RELAY.Art Failover Drill¶

Runbook for the quarterly RELAY HA failover drill — confirms standby .241 correctly takes over when primary .240 fails.

Goal¶

Validate < 5s failover + zero telemetry loss across the drill.

kubectl get pods -n relay-art
curl -fsS https://dashboard.test-bench/api/relay/status

Note: primary leader, standby ready, current FLOW ingest rate.

for i in {1..6}; do
  curl -fsS https://dashboard.test-bench/api/relay/metrics | jq .ingest_bps
  sleep 10
done

kubectl exec -it relay-240 -n relay-art -- \
  kill 1   # kills primary container; K8s restarts after the drill

watch -n 0.5 'curl -fsS https://dashboard.test-bench/api/relay/status | jq .leader'

for i in {1..6}; do
  curl -fsS https://dashboard.test-bench/api/relay/metrics | jq .ingest_bps
  sleep 10
done

Compare vs baseline: gap should be < 5s of zero ingest. Any gap larger = drill fail.

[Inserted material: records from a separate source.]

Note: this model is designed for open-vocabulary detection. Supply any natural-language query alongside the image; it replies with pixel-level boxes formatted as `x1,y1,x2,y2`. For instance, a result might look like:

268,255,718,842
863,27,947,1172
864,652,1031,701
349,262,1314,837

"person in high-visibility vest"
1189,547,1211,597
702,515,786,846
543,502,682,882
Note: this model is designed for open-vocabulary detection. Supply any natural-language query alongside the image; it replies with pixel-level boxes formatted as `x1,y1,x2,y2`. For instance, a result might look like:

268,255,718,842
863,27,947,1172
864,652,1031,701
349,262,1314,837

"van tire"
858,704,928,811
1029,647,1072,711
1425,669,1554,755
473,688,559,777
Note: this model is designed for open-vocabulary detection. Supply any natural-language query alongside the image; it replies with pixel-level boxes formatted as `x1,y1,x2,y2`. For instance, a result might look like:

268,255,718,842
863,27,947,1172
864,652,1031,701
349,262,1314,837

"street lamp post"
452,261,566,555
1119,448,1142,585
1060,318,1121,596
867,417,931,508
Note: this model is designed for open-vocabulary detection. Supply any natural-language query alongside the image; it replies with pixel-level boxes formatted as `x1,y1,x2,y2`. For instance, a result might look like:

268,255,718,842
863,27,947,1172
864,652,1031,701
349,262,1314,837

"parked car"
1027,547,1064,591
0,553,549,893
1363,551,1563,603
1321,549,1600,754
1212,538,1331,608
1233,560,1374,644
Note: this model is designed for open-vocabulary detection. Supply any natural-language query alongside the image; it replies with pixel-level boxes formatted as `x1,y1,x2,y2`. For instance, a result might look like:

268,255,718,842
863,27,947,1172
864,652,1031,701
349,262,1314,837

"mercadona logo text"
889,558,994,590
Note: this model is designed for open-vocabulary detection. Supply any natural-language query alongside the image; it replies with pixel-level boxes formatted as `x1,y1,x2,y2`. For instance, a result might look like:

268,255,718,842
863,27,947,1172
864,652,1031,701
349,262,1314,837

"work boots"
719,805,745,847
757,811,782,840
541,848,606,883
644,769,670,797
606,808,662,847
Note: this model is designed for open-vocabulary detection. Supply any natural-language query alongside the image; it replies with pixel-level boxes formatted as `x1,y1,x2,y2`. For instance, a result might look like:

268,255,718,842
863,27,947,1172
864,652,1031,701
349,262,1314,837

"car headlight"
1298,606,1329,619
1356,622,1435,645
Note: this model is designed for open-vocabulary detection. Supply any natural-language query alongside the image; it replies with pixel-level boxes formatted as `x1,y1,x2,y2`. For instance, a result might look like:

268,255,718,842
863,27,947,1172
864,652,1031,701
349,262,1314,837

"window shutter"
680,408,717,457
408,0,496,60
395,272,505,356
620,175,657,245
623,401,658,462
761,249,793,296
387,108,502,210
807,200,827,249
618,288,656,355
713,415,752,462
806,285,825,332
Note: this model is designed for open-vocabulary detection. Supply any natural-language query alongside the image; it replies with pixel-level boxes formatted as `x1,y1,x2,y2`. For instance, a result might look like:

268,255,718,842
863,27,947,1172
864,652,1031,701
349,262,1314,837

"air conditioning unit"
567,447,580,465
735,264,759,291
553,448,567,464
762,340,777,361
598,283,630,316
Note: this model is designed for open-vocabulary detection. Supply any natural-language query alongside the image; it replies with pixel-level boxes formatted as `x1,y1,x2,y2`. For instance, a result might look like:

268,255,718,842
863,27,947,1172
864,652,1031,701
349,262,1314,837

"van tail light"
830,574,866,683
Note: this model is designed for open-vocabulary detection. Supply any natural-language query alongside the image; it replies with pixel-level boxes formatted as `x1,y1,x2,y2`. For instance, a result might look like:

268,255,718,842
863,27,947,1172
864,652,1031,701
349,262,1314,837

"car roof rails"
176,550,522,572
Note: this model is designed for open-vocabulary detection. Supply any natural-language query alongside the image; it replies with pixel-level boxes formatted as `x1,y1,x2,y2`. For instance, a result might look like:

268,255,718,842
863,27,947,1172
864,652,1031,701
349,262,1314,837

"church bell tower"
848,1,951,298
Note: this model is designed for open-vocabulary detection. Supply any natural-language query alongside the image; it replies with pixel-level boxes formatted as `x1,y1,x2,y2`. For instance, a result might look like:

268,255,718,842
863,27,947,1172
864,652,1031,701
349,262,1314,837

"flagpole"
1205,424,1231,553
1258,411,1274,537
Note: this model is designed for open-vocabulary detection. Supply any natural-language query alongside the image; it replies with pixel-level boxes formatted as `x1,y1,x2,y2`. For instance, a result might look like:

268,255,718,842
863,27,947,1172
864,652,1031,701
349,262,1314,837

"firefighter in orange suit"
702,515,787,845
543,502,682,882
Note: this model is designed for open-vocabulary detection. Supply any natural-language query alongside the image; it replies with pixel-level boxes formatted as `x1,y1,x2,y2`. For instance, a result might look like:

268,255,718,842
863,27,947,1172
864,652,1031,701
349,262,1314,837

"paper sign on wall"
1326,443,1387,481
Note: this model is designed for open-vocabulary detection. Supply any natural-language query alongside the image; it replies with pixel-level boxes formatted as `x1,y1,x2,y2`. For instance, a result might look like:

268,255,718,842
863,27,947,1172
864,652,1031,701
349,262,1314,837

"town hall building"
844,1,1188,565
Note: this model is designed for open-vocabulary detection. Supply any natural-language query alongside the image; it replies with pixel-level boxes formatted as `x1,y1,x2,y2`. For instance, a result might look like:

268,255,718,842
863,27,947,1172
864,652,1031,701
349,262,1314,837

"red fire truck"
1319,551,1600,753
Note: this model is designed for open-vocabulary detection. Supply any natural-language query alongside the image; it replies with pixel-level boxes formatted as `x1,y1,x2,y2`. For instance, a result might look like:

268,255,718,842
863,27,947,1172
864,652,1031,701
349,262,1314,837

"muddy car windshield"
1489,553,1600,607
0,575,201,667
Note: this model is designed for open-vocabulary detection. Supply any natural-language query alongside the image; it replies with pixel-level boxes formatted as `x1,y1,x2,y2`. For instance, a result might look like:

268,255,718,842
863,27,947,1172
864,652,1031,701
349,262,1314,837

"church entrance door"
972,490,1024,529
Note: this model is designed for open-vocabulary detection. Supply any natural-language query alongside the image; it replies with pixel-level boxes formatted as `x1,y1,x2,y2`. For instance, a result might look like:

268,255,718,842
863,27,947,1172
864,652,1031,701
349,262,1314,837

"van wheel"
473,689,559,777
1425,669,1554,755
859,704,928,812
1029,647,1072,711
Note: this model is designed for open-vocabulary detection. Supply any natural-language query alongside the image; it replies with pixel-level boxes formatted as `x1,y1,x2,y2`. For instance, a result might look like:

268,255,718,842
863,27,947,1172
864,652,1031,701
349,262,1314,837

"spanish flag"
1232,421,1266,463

# Expected: .241 is now leader; .240 reports "isolated"
kubectl get pods -n relay-art -o wide

After the drill, allow primary to come back online:

kubectl delete pod relay-240 -n relay-art   # forces fresh start
kubectl wait --for=condition=ready pod relay-240 -n relay-art --timeout=120s

Wait 30s — standby should yield primary role to .240 (asymmetric handoff). Verify:

curl -fsS https://dashboard.test-bench/api/relay/status | jq .leader
# expected: relay-240

If failback fails or telemetry stays broken: 1. Force .241 back to primary:

kubectl exec -it relay-241 -n relay-art -- relay-cli promote

2. File a P1 ticket for the bench team.